Internationale samenwerking kan plaatsvinden tussen personen in de vorm van niet-gouvernementele organisaties (NGO's) zoals het WWF, Artsen Zonder Grenzen en Amnesty International. Daarnaast is er internationale samenwerking tussen organisaties, wat leidt tot gouvernementele organisaties zoals Unicef, NAVO en de Organisatie voor Economische Samenwerking en Ontwikkeling (OESO) [1](#page=1).
### 1.2 Europese organisaties en vormen van samenwerking
Europese organisaties bevorderen specifieke vormen van samenwerking tussen Europese staten. Enkele belangrijke organisaties zijn:
#### 1.2.1 De Europese Vrijhandelsassociatie (EVA)
De EVA werd opgericht in 1960 middels de Conventie van Stockholm.
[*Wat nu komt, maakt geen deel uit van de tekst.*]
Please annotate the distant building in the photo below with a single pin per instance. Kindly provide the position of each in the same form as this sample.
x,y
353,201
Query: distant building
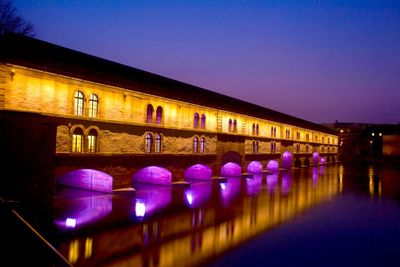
x,y
367,142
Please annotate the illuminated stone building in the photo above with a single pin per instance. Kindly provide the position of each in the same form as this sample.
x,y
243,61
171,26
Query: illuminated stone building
x,y
63,110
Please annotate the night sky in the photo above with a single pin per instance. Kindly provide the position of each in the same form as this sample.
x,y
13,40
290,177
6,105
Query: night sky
x,y
318,60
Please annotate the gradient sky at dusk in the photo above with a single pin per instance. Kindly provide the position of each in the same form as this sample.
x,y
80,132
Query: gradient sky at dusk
x,y
317,60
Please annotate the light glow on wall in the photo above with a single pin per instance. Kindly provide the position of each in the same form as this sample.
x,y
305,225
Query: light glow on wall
x,y
315,157
254,167
198,172
231,169
273,166
87,179
197,194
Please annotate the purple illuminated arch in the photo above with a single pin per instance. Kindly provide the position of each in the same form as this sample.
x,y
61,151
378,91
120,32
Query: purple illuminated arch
x,y
315,175
315,157
86,208
253,185
286,183
87,179
286,160
272,182
273,166
254,167
149,199
231,169
198,172
197,195
153,175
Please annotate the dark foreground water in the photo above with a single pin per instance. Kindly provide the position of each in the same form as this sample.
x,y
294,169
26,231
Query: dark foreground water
x,y
319,216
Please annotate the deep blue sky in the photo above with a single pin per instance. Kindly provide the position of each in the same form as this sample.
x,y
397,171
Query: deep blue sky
x,y
318,60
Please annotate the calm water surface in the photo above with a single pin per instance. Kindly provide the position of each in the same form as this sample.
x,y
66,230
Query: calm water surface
x,y
319,216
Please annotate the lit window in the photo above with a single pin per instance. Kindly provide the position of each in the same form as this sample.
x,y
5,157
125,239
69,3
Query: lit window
x,y
196,145
202,145
77,140
93,106
203,121
148,143
92,141
159,115
158,143
78,103
196,120
149,118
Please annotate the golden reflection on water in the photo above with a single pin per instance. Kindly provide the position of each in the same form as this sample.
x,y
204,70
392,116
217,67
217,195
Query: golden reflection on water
x,y
193,236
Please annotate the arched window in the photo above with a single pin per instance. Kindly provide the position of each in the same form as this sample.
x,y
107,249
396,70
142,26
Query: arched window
x,y
92,141
202,145
78,103
196,120
159,115
77,140
195,145
148,143
93,106
158,143
150,109
203,121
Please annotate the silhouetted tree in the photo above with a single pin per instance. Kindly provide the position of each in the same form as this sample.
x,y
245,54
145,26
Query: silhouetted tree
x,y
10,21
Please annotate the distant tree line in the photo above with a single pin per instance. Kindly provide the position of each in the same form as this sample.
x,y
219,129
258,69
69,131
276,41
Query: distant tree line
x,y
10,21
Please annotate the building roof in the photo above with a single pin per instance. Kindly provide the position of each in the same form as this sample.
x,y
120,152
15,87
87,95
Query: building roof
x,y
34,53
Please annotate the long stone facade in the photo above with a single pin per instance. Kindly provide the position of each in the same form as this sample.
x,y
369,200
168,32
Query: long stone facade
x,y
119,119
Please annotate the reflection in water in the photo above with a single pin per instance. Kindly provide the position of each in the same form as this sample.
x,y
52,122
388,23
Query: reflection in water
x,y
86,208
192,236
272,182
150,199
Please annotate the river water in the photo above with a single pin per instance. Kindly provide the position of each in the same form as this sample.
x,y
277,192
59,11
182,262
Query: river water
x,y
333,215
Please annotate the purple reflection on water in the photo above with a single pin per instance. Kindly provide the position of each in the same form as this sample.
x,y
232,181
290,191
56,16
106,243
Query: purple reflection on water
x,y
273,166
87,179
150,199
197,195
198,172
315,157
286,183
286,160
272,182
231,169
85,209
253,185
254,167
230,189
315,175
153,175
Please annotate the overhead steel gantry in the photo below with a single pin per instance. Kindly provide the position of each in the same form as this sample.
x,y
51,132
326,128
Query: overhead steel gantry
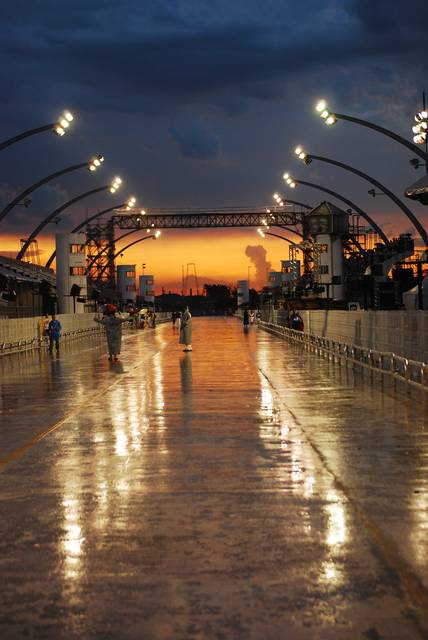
x,y
207,218
102,235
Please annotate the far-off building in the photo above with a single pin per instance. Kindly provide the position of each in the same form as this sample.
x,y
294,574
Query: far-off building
x,y
127,283
147,289
71,280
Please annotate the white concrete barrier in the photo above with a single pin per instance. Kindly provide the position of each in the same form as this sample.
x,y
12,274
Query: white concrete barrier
x,y
20,334
404,333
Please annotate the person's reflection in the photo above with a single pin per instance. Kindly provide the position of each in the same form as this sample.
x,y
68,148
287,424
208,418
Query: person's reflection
x,y
116,367
186,381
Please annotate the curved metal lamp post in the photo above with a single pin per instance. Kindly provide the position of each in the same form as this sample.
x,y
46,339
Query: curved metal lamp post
x,y
91,166
331,118
131,244
85,222
53,215
307,159
59,128
106,248
351,204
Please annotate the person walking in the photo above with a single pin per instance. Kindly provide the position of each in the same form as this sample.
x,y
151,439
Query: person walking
x,y
54,333
186,330
44,327
246,320
113,327
296,322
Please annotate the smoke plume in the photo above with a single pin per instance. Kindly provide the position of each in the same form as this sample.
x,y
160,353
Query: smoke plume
x,y
257,255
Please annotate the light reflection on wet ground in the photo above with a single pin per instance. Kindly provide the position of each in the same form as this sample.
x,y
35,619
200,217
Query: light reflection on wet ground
x,y
245,490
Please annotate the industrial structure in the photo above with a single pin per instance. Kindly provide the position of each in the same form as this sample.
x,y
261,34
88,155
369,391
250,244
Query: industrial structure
x,y
338,263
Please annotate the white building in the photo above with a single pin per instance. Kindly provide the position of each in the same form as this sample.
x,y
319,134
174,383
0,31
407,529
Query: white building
x,y
243,290
127,283
290,270
274,279
328,225
71,270
147,289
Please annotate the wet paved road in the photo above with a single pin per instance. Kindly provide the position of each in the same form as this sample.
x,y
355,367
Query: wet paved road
x,y
245,490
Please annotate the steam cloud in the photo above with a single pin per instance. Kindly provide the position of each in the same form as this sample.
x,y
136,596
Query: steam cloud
x,y
257,255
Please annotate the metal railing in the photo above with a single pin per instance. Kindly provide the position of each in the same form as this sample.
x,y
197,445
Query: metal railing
x,y
411,372
72,334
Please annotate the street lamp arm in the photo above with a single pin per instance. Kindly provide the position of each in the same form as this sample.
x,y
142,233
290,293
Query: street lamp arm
x,y
288,229
299,204
96,215
413,147
351,204
53,215
276,235
83,224
106,248
38,184
26,134
131,244
380,186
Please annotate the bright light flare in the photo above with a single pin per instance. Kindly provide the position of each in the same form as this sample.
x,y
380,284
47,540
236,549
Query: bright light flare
x,y
321,106
63,123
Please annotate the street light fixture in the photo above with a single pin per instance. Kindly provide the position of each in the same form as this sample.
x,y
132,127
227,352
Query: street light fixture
x,y
43,181
87,221
351,204
420,128
53,215
154,236
307,159
63,123
331,118
59,128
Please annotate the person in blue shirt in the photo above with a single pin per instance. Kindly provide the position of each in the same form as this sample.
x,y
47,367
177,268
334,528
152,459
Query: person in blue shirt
x,y
54,332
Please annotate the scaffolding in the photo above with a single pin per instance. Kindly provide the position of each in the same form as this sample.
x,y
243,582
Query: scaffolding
x,y
101,246
32,253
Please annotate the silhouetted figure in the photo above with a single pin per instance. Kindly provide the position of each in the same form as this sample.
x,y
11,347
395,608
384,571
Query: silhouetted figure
x,y
54,332
246,320
113,327
186,330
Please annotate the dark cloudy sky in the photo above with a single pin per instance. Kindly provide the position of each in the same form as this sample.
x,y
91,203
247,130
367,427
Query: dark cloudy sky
x,y
201,102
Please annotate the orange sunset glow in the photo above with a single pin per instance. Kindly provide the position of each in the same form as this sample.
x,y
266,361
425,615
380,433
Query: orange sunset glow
x,y
219,254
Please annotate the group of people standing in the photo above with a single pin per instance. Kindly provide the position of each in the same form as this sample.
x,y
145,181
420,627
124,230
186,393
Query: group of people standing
x,y
112,324
182,321
249,317
50,328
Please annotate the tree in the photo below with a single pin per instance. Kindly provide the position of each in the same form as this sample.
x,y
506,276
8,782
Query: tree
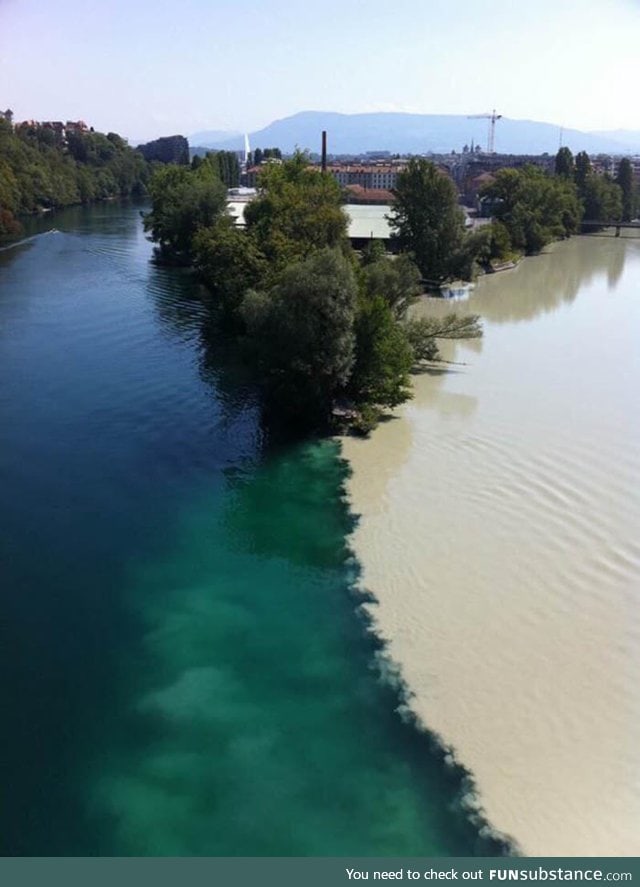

Oorspronkelijk opgezet als een alternatief voor de Europese Economische Gemeenschap (EEG), traden enkele leden later toe tot de Europese Unie (EU). De huidige leden van de EVA zijn Zwitserland, Noorwegen, Liechtenstein en IJsland [2](#page=2).
#### 1.2.2 De Europese Economische Ruimte (EER)
De EER werd opgericht in 1994. Het is een overeenkomst tussen de EU en de EFTA-landen (met uitzondering van Zwitserland). Dit stelt de EFTA-landen in staat te profiteren van de interne markt van de EU zonder zelf EU-lid te hoeven zijn [2](#page=2).
#### 1.2.3 De Raad van Europa
De Raad van Europa (Conseil de l’Europe in het Frans, Council of Europe in het Engels) werd opgericht in 1949 door tien stichtende leden middels het Verdrag van Londen. De zetel van de Raad van Europa is gevestigd in Straatsburg. De belangrijkste verwezenlijkingen van de Raad van Europa zijn het Europees Verdrag voor de Rechten van de Mens (EVRM) en het Europees Hof voor de Rechten van de Mens (EHRM) [2](#page=2).
### 1.3 Soorten samenwerking bij gouvernementele organisaties
Er worden twee hoofdsoorten van samenwerking onderscheiden bij gouvernementele organisaties: intergouvernementele organisaties en supranationale organisaties [2](#page=2).
#### 1.3.1 Intergouvernementele organisatie
Bij een intergouvernementele organisatie vindt er **geen overdracht van staatssoevereiniteit** plaats [2](#page=2).
* **Organen:** Bestaan uit vertegenwoordigers van de lidstaten [2](#page=2).
* **Besluitvorming:** Beslissingen worden genomen op basis van unanimiteit, wat betekent dat individuele lidstaten een veto kunnen uitspreken [2](#page=2).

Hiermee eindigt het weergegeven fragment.